Lee Enterprises, owner of the St. Louis Post-Dispatch and other newspapers, filed for prepackaged bankruptcy early today in an effort to refinance about $1 billion in debt.
The bankruptcy was expected. Two weeks ago, the Davenport, Iowa-based publisher announced it would file for bankruptcy “on or about Dec. 12″ as part of a debt refinancing plan it had successfully negotiated with creditors.
Lee filed its Chapter 11 bankruptcy petition in the Wilmington, Del., bankruptcy court, becoming the latest newspaper publisher saddled with debt to seek the court to help its finances. Though based in Iowa, the publisher is incorporated in Delaware.
The company said that the bankruptcy will have no impact on its business and that its papers will continue to publish. Vendors, advertisers, subscribers, employees and the company’s operations will not be affected.
In its bankruptcy filing, Lee lists $1.15 billion in assets and $994.5 million in liabilities.
When the publisher announced its bankruptcy plans, Lee said had secured agreements with nearly all of its creditors, which it predicted would allow an exit from bankruptcy in 60 days or less.
The filing is unusual in that the company plans to shed no debt and pay a higher interest rate to all lenders.
In return, lenders agreed to extend the loans - now due in April - until at least December 2015. The plan also preserves most of the stock’s value, allowing Lee to continue trading on the New York Stock Exchange during the bankruptcy process.
Lee also previously said it would cede a 13 percent ownership stake to three creditors, Goldman Sachs, Monarch Master Funding Ltd., and Franklin Templeton/Mutual Quest Fund.
The newspaper publisher says the refinancing plan is needed to keep it in business.
“Our ability to operate as a going concern is dependent on our ability to obtain approval by the U.S. Bankruptcy Court of the refinancing plan approved by creditors and to generate cash flows and maintain liquidity sufficient to service our debt,” the company said Friday in its annual report.

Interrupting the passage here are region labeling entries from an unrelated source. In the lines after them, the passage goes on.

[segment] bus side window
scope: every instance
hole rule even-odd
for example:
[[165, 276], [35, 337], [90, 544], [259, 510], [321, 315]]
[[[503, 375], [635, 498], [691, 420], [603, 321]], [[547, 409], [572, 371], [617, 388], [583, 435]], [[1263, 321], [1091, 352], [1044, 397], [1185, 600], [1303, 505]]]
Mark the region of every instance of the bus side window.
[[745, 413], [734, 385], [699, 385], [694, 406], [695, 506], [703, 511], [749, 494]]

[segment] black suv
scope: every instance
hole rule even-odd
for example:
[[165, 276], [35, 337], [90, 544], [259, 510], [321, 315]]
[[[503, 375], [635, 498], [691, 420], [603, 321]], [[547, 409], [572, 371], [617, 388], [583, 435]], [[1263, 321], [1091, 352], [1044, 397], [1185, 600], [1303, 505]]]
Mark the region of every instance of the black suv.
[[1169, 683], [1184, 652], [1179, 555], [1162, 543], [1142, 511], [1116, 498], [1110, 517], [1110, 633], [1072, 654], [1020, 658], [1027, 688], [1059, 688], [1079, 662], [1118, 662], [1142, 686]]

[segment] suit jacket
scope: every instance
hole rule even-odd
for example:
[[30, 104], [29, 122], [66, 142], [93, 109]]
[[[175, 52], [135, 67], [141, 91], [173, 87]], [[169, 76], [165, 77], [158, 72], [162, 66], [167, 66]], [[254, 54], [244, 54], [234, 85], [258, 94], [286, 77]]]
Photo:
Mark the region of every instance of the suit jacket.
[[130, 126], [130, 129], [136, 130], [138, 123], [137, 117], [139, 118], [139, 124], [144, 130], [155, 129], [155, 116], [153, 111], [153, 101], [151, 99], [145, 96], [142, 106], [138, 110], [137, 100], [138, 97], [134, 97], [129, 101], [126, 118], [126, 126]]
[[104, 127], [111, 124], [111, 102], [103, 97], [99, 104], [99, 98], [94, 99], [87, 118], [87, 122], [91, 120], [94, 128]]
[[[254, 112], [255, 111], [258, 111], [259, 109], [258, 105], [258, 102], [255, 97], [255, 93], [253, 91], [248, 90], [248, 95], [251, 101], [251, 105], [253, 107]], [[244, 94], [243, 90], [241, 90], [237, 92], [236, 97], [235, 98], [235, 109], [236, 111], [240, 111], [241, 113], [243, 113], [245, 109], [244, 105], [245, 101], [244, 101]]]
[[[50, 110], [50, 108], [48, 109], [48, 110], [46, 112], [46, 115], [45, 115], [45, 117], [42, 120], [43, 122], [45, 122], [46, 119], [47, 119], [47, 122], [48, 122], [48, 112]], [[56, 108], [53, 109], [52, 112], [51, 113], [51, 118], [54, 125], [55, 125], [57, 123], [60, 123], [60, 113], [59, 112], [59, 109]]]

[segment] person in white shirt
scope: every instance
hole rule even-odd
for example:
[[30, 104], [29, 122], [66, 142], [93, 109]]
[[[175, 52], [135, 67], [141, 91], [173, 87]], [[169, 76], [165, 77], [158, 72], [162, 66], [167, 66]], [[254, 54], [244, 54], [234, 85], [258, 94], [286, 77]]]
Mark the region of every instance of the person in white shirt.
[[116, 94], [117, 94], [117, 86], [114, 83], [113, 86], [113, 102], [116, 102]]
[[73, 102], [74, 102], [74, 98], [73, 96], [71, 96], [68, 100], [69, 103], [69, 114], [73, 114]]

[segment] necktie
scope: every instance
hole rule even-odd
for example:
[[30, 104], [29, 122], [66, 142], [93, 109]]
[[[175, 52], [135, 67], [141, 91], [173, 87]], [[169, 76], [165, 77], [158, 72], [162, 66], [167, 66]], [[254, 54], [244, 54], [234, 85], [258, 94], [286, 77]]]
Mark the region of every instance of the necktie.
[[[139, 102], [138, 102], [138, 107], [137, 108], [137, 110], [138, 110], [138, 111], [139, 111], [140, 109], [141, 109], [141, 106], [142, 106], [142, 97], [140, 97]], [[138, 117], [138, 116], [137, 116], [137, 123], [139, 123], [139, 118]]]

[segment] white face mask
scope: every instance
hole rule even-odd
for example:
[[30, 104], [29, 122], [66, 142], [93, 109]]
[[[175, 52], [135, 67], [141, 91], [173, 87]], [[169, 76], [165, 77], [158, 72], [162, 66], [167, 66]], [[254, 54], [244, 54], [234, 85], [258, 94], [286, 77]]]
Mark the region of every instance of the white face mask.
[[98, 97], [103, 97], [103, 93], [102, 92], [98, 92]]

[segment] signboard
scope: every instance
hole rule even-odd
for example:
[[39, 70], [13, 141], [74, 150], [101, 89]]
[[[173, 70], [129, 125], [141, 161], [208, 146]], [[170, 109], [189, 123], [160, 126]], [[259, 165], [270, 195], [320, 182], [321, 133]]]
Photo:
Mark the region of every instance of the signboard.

Though the refinancing plan will increase its higher interest payment - it would pay an average of 9.2 percent interest rate on its debt versus 5.1 percent currently - the publisher said it can pay that level of interest while also paying down the principal.
Lee’s newspapers turn an operating profit, and Lee has been making its debt payments. But the company, one of the nation’s largest newspaper chains, has been struggling for months to refinance the debt before it comes due in April.
Like other newspaper chains, Lee piled on debt to make acquisitions, then only to suffer from declining circulation and advertising revenue brought on both by the sluggish economy and the migration of advertising revenue and readers to the Internet.
Without refinancing, Lee would not have the cash to repay the maturing debt.
An effort to issue junk bonds in the spring failed, forcing the company to negotiate a refinancing plan this summer with creditors. Those negotiations led the refinancing plan with two groups of creditors.
One group holds about $865 million in debt secured by properties that Lee owned before 2005. Most of that debt was assumed that year when Lee bought St. Louis-based Pulitzer Inc., then the owner of the Post-Dispatch, for $1.5 billion.
The company said 94 percent of those debt holders have agreed to the deal. At one point, Lee hoped to borrow money to redeem the debt of those creditors not consenting to the refinancing, but those plans fell through.
A second group of creditors holds $138 million in debt, which Lee inherited with the Pulitzer deal. That debt is secured by the old Pulitzer properties, including the Post-Dispatch. All of those creditors agreed to the deal.
To deal with creditors not agreeing to the refinancing, the Lee has resorted to a prepackaged bankruptcy, in which a company works out terms with most creditors in advance. This allows the debtor to quickly reorganize and emerge from bankruptcy. The company then uses the bankruptcy proceedings to force its plan on lenders who didn’t agree to the refinancing.
In order to gain approval of the prepackaged plan, at least 50 percent of each class of creditors must vote to approve it, and those voting for it must own two-thirds of the dollar amount of the debt.
Dissenters can object, but they must convince the court that the deal is not fair and equitable.
Lee newspapers have a combined daily circulation of 1.3 million and Sunday circulation of 1.6 million, as of the end of September. Lee also owns nearly 300 specialty publications, including the Suburban Journals of Greater St. Louis, Ladue News, and Feast and St. Louis’ Best Bridal magazines.